To collect the user’s motion data, four potentiometers are set up in the following positions:
- •
A potentiometer mounted on the lateral side of the shoulder, with its axis of rotation parallel to the body, partially attached to the torso and partially to the arm, measuring the shoulder elevation angle, set as the origin of the coordinate system;
- •
A potentiometer mounted on the upper part of the shoulder, with its axis of rotation parallel to the longitudinal axis of the humerus, measures the arm rotation angle.
- •
A potentiometer mounted on the elbow, the axis of rotation parallel to the axis of flexion of the elbow, at a distance of about 30 cm from the shoulder potentiometers.
- •
A potentiometer mounted on the wrist, the axis of rotation parallel to the axis of flexion/extension, at a distance of about 25 cm from the elbow potentiometer.
In this reseach, we used the 503 potentiometer model (WH148) manufactured by Chengdu Guosheng Technology Co., Ltd., Chengdu City, Sichuan Province, China.

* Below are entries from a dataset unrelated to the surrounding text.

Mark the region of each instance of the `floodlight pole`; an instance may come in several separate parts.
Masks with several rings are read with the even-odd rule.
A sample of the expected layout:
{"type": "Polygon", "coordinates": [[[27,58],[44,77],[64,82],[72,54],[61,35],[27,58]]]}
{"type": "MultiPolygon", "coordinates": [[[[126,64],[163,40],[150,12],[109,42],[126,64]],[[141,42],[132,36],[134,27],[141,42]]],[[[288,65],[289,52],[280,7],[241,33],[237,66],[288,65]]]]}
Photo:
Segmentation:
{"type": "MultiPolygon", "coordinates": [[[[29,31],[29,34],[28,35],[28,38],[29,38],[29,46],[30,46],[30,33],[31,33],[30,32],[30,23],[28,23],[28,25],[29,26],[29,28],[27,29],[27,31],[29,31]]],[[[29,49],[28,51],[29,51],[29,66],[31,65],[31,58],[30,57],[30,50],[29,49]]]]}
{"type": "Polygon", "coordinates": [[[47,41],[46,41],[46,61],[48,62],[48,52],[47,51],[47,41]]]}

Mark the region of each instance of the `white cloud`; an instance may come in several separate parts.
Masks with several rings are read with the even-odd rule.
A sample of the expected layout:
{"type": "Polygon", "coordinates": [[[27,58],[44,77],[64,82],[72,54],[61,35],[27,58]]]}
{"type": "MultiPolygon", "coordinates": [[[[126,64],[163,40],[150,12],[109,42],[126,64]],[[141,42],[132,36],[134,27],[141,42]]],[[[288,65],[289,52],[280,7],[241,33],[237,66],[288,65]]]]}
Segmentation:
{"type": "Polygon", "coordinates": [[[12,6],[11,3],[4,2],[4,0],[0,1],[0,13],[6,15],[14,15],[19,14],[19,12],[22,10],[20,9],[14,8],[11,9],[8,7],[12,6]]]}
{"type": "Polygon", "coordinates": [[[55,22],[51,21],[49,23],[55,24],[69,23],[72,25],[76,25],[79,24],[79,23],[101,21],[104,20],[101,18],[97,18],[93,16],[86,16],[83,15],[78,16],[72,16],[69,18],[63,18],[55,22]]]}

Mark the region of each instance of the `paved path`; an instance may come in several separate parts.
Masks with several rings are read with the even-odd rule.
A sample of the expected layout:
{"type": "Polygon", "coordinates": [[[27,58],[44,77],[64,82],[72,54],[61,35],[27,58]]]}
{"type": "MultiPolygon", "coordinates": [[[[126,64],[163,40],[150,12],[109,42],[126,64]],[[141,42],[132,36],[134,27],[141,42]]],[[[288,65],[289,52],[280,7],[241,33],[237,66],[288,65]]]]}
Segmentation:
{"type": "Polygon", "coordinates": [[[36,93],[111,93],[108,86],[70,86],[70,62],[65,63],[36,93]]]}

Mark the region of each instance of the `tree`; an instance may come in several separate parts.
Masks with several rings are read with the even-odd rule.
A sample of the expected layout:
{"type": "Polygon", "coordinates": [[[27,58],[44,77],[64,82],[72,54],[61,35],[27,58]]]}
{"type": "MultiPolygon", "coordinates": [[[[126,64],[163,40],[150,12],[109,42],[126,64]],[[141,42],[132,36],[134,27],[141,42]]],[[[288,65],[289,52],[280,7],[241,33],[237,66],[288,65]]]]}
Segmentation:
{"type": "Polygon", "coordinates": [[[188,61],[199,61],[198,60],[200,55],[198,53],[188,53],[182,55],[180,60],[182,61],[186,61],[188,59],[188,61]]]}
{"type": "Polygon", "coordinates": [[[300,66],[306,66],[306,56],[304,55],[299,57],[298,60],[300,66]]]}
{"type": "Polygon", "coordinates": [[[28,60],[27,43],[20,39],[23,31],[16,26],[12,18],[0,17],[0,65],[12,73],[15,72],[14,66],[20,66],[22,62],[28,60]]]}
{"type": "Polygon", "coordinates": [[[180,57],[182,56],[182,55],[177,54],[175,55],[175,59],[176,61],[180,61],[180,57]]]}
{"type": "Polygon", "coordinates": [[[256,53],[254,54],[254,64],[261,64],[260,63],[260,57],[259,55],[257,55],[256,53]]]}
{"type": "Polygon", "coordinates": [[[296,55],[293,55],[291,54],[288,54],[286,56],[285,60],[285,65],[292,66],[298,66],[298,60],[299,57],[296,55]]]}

The main parameters of the 503 potentiometers are as follows:
- •
Input voltage: Vcc = 5 V;
- •
Total resistance: Rtotal = 50 kΩ.
These potentiometers are configured to have the same time markers for data recording.

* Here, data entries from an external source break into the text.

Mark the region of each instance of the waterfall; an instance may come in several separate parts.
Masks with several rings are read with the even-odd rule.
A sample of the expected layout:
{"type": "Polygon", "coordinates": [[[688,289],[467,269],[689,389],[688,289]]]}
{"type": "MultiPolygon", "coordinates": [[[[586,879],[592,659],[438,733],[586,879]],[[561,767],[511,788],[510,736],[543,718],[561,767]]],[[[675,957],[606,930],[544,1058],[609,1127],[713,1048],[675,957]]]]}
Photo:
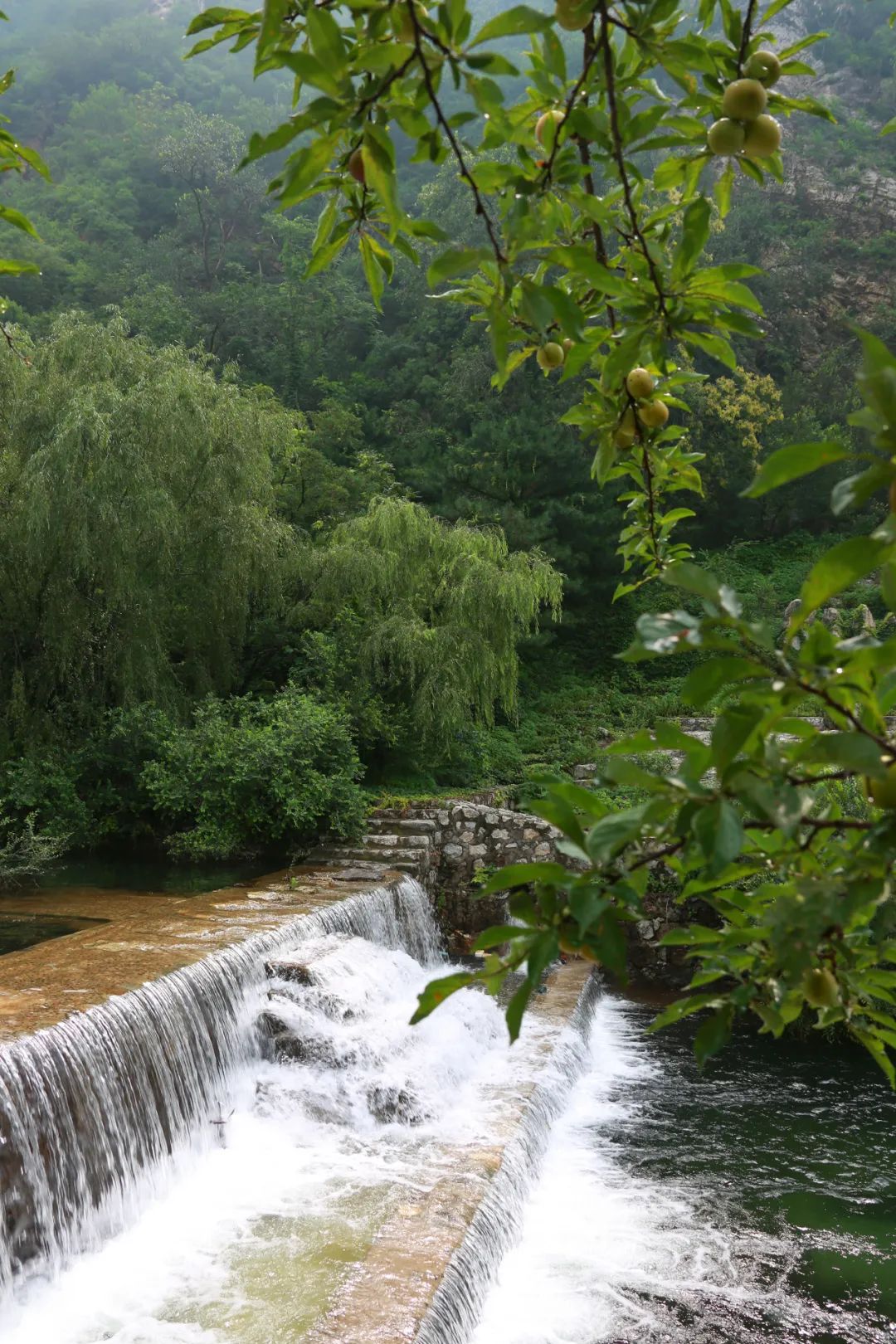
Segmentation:
{"type": "Polygon", "coordinates": [[[545,1075],[532,1093],[523,1124],[506,1145],[501,1167],[449,1263],[414,1344],[467,1344],[494,1274],[519,1235],[529,1192],[548,1148],[551,1126],[586,1067],[594,1005],[600,993],[599,978],[591,976],[545,1075]]]}
{"type": "Polygon", "coordinates": [[[328,934],[438,958],[426,894],[404,878],[0,1047],[0,1300],[128,1226],[140,1177],[208,1136],[258,1055],[265,958],[328,934]]]}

We simulate 60 different types of user movements, with approximately 1000 samples for each type. These movements are based on six main categories, including circle, Lissajous, figure eight, write S, write O, and pick and place (
Figure 5). From each type of movement, one dataset is selected for training the model.
The simulated data of the user’s arm motion is collected by a potentiometer placed at the shoulder to measure the shoulder pitch angle, for the motion trajectory types shown in
Figure 6. It can be seen that the collected data has complex nonlinearity, so traditional methods such as the standard Kalman filter are not effective due to the requirement of data linearity.
To train the SVGP model, we used hardware from an NVIDIA GeForce RTX 3050 laptop GPU and utilized the built-in Gpytorch library [
28] to inherit and modify the model with the following parameters:
- •
Window sliding: 10 (helps the model learn the relationships between consecutive samples)
- •
Kernel hyperparameters: MaternKernel with smoothness parameter (ν = 2.5) and Automatic Relevance Determination equal to the size of the window sliding
- •
Number of inducing points: 300 randomly selected; however, their positions are learned and automatically optimized during training to minimize the loss at each epoch
- •
Mini-batch size: 128
- •
Number of epochs: 150
- •
Optimizer parameters: Adam with a learning rate of 0.01
Evaluation of the deployability of SVGP on edge devices, where the hardware is not powerful enough. The pre-trained SVGP was executed on the device’s CPU, and its filtering results were compared with two other filtering methods on the same type of device for nonlinear data, including: Unscented Kalman Filter (UKF) and an adaptive moving average filter, using data from the potentiometer placed at the shoulder to measure the shoulder pitch angle. The results for the motion trajectory “write-S” are shown in
Figure 7.
Table 1 presents the signal processing performance for different motion trajectories.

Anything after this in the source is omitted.